When asked what year was the worst year ever, historian Michael McCormick from Harvard University says “the year 536”. Not the year 1349 in which the Black Death cut off half of the European population. Or the year 1918 in which 50 to 100 million – especially young – people succumbed to the flu. No, it is 536. From that year on, the earth was shrouded in darkness day and night, attributing McCormick and his team to volcanic eruptions.

The year 536 marked “the beginning of one of the worst periods to live. Perhaps even the worst year,” says Michael McCormick, archaeologist. And head of the Harvard University Initiative for the Science of the Human Past.

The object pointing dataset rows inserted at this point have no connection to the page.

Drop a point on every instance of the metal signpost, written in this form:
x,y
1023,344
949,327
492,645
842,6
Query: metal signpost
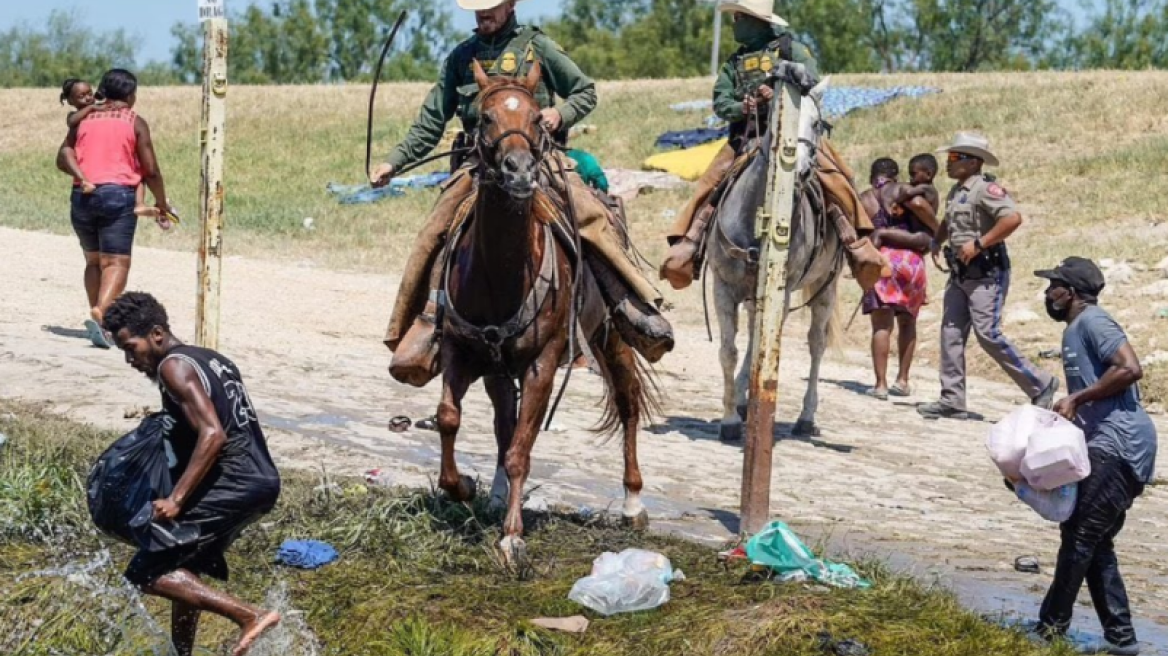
x,y
773,230
211,140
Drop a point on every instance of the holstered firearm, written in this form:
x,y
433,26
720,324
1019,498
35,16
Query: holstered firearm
x,y
988,263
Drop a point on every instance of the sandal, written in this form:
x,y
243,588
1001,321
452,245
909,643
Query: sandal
x,y
898,390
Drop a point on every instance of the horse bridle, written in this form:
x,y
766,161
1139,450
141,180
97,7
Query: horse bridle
x,y
484,147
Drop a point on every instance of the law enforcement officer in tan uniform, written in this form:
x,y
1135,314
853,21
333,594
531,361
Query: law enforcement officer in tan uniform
x,y
979,217
503,47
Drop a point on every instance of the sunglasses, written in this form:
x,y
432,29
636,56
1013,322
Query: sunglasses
x,y
961,156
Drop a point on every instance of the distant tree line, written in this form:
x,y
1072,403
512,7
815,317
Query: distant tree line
x,y
333,41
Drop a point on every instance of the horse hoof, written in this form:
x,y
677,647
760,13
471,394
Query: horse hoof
x,y
805,428
639,522
730,432
465,490
514,551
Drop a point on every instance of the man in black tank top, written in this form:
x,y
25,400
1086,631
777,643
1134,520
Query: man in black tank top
x,y
224,477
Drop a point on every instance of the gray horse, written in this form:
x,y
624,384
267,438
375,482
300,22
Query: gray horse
x,y
814,264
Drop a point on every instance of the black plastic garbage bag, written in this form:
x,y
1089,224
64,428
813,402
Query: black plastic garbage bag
x,y
124,483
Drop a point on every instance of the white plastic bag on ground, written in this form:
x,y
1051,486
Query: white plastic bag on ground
x,y
1055,506
627,581
1056,455
1008,439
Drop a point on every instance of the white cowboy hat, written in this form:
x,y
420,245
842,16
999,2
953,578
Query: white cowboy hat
x,y
480,5
762,9
971,144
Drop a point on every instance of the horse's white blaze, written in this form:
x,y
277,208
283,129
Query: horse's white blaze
x,y
500,488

For eighteen months, Europe, the Middle East and large parts of Asia were shrouded in darkness day and night. The Byzantine historian Procopius who lived in that period wrote about it: “The sun shone light all year round without brightness, just like the moon”. That also had an effect on the temperatures. In the summer of 536 it was one and a half to two and a half degrees Celsius colder. It was the coldest decade of the past 2300 years. There was a lot of snow during that period, the harvest failed and people died of hunger. In Irish chronicles, it says that between 535 and 539 there was no bread.

A few years later, in 541, the bubonic plague broke out in the eastern Roman port of Pelusium in Egypt. The outbreak was also called the plague of Justinian, the Eastern Roman emperor at that time. The disease spread quickly and killed one third to half of the population of the Eastern Roman Empire. Which has precipitated the collapse of the Empire, McCormick said.

Volcanic eruptions

It is not new that the middle of the sixth century was a dark time in these “Dark Ages” but there was a lot of uncertainty about the cause of the darkness. Now a study by a Swiss glacier led by McCormick and glaciologist Paul Mayewski from the University of Maine shines light: a large-scale volcanic eruption in Iceland at the beginning of 536 caused the air in the northern hemisphere to cloud through the ashes. Because the sunlight reflected on the particles of the axles it became significantly colder on earth. Shortly afterwards, in 540 and 547, two more massive eruptions followed.

This volcanic activity, with its effects on nature in combination with the plague, stagnated the European economy to 640. In that year, a peak in lead concentration in the ice was observed, which would point to the revival of silver mining. Silver is extracted from lead ore and the increased presence of lead in the ice points to the growing role of the precious metal in society and thus a flourishing trade.